Around the corner, the Brown University/Trinity Rep MFA theater program is staging two quirky, funny plays, by turns dark and surreal. In José Rivera's magical realism cautionary tale MARISOL (February 22-March 10), war rages from Brooklyn to Heaven, as God grows demented and mankind bears the consequences. The allegorical RHINOCEROS, by Eugene Ionesco (February 21-March 9), has a man watch his friends turn into lumbering beasts, the consequence of dangerous conformity.
Speaking of such changes, a maddening battle between good and evil is coming to the Providence Performing Arts Center (January 1-6) as the Broadway musical JEKYLL & HYDE hits the stage. (PPAC is also presenting MILLION DOLLAR QUARTET January 15-20, charting the Sun Records success of Johnny Cash, Jerry Lee Lewis, Carl Perkins, and Elvis Presley.) An ancient source of such tales is Ovid's 15-volume work on transformation myths, METAMORPHOSES, which is also the name and inspiration for a play by Mary Zimmerman that University of Rhode Island Theatre is putting on (February 21-March 2).
In a prestigious coup, the Gamm is staging the US premiere of Howard Brenton's ANNE BOLEYN (January 17-February 17), commissioned and first presented at the Shakespeare's Globe Theater. Henry VIII's notorious second wife is portrayed not as a sexual schemer but as a witty and confident young woman who takes on the politics of the 16th-century Tudor court.
Leaping ahead two centuries, we get to enjoy Peter Shaffer's AMADEUS (January 18-February 17), as 2nd Story Theatre presents the entertaining exaggeration of the rivalry between Mozart and fellow composer Antonio Salieri. Scholars agree that the professional rival wasn't the antagonistic schemer depicted here, but Salieri is a much more interesting person in the playwright's alternate universe.
Yet another world of disrupted relationships is presented in Donald Margulies's TIME STANDS STILL, at Roger Williams University Theatre (January 25-26). Sarah is a photojournalist who has returned from the Iraq war, injured by a roadside bomb, and James is her foreign correspondent boyfriend, who has to deal with his guilt at having left her there.
The most outrageous of the comedies coming up, no one will disagree, is MONTY PYTHON'S SPAMALOT at Courthouse Centerstage (February 14-March 10), the droll British troupe's musical adaptation of their hilarious film, Monty Python and the Holy Grail. They retell the legend of King Arthur and his Knights of the Round Table through their twisted imaginations.

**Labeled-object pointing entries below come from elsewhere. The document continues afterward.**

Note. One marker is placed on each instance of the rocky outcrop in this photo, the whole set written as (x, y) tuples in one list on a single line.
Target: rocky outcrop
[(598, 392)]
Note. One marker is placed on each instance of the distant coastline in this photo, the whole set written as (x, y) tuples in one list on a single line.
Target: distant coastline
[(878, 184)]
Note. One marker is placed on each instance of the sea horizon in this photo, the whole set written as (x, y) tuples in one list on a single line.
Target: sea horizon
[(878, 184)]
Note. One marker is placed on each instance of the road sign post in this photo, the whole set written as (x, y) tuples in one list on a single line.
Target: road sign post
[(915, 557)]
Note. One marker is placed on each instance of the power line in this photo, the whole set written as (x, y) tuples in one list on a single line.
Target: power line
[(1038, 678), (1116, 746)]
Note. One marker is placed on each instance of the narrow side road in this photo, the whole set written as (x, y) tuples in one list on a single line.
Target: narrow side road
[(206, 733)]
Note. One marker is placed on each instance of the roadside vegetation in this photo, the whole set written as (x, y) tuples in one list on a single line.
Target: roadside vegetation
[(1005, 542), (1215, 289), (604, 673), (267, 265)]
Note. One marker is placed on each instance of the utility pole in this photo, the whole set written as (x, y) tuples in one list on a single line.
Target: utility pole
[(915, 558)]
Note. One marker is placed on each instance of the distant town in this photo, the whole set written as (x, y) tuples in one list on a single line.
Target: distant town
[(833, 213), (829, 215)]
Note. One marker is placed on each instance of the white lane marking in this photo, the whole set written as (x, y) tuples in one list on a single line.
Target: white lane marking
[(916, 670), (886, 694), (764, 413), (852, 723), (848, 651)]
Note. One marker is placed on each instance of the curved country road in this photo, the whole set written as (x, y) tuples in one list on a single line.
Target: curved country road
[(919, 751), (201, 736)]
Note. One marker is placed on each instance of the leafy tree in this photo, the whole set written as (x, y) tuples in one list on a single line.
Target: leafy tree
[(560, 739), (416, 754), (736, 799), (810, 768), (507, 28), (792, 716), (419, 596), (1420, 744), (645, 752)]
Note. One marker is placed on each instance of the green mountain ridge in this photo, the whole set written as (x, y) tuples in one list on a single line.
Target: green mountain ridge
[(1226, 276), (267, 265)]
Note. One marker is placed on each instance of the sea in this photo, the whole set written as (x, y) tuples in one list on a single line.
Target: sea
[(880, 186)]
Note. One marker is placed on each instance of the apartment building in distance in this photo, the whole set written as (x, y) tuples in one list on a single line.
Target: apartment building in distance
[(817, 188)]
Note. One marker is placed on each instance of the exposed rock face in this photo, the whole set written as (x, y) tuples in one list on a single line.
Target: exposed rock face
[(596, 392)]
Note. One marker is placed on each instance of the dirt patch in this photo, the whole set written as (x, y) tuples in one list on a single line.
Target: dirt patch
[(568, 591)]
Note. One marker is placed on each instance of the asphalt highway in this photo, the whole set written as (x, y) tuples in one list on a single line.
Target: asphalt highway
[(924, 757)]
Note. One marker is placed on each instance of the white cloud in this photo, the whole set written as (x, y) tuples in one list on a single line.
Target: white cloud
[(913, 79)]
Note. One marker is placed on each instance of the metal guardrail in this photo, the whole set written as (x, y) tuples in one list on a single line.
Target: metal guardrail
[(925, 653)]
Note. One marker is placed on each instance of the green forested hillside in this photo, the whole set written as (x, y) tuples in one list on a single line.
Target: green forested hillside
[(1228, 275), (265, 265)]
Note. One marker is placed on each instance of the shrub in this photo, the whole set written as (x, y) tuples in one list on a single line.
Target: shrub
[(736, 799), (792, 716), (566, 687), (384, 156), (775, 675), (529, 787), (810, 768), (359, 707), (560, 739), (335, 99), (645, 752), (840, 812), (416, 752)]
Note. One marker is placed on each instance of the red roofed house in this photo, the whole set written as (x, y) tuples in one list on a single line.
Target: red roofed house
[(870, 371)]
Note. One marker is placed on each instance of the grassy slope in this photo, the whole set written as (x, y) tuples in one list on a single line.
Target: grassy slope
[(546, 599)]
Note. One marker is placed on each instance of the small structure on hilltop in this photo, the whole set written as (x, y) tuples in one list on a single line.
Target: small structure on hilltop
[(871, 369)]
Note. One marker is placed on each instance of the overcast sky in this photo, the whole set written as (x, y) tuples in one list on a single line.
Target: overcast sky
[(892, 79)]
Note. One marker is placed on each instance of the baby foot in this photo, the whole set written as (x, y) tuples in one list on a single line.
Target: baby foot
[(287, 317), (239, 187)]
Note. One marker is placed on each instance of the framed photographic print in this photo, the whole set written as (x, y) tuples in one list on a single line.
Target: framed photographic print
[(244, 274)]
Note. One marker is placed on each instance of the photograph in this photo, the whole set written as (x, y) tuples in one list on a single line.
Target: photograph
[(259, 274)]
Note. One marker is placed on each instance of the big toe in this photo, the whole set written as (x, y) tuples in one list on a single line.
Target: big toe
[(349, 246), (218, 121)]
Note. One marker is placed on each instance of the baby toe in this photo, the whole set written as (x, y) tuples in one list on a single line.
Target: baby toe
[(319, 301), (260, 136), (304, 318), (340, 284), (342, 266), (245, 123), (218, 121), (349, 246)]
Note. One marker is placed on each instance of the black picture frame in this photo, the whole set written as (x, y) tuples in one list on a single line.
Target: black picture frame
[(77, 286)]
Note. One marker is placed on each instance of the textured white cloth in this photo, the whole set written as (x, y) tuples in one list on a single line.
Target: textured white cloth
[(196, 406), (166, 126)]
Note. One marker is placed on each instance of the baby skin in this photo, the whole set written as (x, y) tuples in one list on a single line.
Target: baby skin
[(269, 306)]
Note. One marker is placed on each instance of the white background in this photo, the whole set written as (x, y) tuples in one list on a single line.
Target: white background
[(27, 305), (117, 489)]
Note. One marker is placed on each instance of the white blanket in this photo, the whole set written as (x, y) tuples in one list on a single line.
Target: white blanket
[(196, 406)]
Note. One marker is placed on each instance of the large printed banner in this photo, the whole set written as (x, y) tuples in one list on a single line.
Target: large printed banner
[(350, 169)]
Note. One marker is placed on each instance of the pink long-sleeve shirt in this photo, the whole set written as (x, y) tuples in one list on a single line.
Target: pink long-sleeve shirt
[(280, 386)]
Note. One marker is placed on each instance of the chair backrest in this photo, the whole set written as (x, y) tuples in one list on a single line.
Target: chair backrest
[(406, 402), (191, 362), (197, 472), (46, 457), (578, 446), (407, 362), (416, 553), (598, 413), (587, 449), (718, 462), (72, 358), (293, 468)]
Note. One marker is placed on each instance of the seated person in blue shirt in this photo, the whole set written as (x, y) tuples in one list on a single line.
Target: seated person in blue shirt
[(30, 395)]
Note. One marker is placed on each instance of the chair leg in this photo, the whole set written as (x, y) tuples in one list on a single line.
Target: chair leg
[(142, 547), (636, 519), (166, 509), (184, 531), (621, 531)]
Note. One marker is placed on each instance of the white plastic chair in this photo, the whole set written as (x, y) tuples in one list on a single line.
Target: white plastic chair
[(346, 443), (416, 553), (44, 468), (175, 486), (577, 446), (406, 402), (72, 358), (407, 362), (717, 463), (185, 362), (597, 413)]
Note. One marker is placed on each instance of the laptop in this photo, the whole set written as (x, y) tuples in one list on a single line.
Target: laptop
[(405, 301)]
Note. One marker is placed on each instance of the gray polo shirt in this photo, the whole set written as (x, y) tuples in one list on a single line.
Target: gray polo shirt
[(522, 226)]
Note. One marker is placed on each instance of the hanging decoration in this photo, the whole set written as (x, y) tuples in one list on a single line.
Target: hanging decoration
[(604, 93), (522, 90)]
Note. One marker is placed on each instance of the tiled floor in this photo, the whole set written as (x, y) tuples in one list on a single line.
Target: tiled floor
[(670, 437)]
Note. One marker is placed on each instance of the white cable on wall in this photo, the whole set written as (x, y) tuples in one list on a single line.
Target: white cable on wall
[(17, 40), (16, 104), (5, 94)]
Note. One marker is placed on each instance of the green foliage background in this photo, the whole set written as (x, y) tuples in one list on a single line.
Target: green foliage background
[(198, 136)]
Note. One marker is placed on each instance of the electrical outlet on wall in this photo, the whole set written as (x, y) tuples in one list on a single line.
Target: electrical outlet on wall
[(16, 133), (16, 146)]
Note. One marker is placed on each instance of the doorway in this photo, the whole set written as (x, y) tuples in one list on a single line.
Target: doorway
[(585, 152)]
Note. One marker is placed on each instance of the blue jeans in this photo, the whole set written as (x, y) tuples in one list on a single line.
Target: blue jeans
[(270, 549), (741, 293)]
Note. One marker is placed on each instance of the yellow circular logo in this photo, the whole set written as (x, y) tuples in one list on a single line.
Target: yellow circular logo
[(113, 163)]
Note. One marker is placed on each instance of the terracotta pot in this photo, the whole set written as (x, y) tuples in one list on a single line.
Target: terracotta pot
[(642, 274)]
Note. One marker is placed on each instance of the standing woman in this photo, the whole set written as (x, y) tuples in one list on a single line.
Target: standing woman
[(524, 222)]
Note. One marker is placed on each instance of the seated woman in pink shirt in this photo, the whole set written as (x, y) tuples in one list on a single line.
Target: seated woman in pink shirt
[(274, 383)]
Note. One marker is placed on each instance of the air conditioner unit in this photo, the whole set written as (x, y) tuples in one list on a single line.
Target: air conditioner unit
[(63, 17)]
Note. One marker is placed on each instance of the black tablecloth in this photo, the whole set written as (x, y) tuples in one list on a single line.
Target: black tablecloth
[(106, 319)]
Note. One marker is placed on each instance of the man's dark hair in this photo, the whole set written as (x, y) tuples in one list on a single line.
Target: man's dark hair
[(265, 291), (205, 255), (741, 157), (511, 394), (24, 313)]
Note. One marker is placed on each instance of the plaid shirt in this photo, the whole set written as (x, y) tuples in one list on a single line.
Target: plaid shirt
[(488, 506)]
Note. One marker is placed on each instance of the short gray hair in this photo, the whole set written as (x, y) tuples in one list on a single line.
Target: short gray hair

Ratcheting down a few notches from such broad humor, Ocean State Theatre Company is presenting FOOLS, by Neil Simon (January 23-February 10). It's the comical story of schoolteacher Leon Tolchinsky, who falls in love and realizes that the object of his affections, along with the entire town, has been cursed with profound stupidity. He has only 24 hours to cure them, or they will remain fools forever.